Сижу. Чтобы не терять время – работаю. Звоню серьезным людям. Окно открыла, но послушно не высовываюсь. Сижу в засаде. Курить нельзя, дым пойдет. За водой сходить нельзя, но у меня бутылка воды с собой. Кусты шевелить нельзя, а то дезертир из окна подумает, что сержант за ним приехал с мамой, и перестанет уважать сержанта. Вообще ничего нельзя, они же в любой момент могут выйти. Меня по телефону коллега спрашивает – ты где? – а я с трудом сдерживаюсь, чтобы не ответить - «сижу в засаде». Но не отвечаю, потому что засада у меня тайная. Написала два деловых письма, сделала штук пять звонков - ребенка нет. Окна пятой квартиры, белые, с геранью. Вокруг тишина. Сижу в кустах. Проходит полчаса. Шлю Шуламит SMS-ку: «как дела». Не отвечает. Шлю еще одну: «отзовись, волнуюсь». Молчит. Планирую, как буду взламывать дверь. У меня в багажнике есть пила, мы недавно в лес ездили, костер разжигать. Вот пилой, думаю, можно дверь взломать? Шлю SMS: «отзовись немедленно». Нет ответа. Пилой, наверное, нельзя, но у меня еще есть набор отверток. Динамита нет, в следующий раз возьму. Почти час прошел, что она там делает со своим дезертиром?

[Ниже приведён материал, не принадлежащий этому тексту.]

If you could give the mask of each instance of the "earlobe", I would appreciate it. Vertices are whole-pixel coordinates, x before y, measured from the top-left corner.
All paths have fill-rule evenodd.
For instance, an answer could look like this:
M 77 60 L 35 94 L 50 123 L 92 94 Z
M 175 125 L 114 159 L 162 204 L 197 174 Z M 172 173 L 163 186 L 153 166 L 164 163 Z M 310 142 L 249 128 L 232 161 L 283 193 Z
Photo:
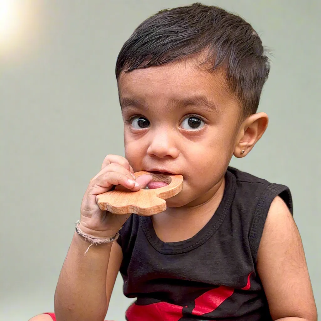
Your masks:
M 265 113 L 251 115 L 243 122 L 237 138 L 233 154 L 241 158 L 246 156 L 262 137 L 269 122 Z

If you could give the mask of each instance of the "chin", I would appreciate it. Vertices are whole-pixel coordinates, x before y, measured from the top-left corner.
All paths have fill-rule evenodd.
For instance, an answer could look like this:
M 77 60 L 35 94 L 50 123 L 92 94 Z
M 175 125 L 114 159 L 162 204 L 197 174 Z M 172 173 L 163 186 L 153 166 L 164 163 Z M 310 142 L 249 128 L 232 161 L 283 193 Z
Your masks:
M 187 197 L 187 195 L 184 195 L 183 191 L 166 200 L 166 206 L 167 207 L 180 207 L 188 204 L 193 200 Z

Через час выходят. Втроем. Мой сержант, её дезертир и его мама. Рядышком. То есть сержант с мамой рядышком, а дезертир сам по себе. С автоматом. Идут к остановке. Мне появляться нельзя, я за ними тихо-тихо еду и маскируюсь под кусты. Стоят, ждут автобуса, дезертир курит, сержант с его мамой разговаривают. Я сижу в засаде. Приходит автобус, дезертир с мамой прощаются, сержант с мамой дезертира прощаются, дезертир в автобус залезает, сержант лезет за ним и за спиной показывает мне кулак.
Я потом спрашиваю Шуламит: – Чем вы там целый час занимались? - Ну? как же, мама, - отвечает она. – Я там сидела в салоне с его родителями. Надо же было с ними поговорить об их ребенке. - А почему на мои SMS-ки не отвечала? - Мне, - говорит, - было неудобно.

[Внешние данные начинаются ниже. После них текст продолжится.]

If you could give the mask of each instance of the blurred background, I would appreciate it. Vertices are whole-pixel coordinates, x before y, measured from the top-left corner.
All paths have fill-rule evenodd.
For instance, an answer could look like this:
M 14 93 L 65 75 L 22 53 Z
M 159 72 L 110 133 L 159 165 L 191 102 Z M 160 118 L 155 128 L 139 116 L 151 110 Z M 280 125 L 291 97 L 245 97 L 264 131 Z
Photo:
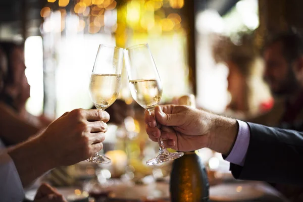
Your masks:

Я сопроводила их с дезертиром до базы. Слава Богу, на шоссе мне не приходилось прятаться в кусты. Мало ли мам по шоссе ездит.
* * * Пока Лея рассказывала мне всё это, ей как раз позвонила Шуламит. Просто сказать, что всё в порядке. Лишних вопросов Лея не задавала, в порядке – и хорошо.
- А знаешь, - сказала она мне мечтательно, - мне даже понравилось в засаде сидеть. Тихо, спокойно, никуда не идешь, никто тебя не видит
- Ну да, - ответила я, - только у тебя же наверняка телефон звонил каждые десять минут. У Леи телефон действительно звонит каждые десять минут. А в рабочее время – каждые пять. - Звонил, - печально согласилась Лея. Покосилась на меня и добавила: - Но всё обошлось. Я поставила его на бесшумный режим, а говорила очень тихо. Поэтому меня в тех кустах никто не слышал.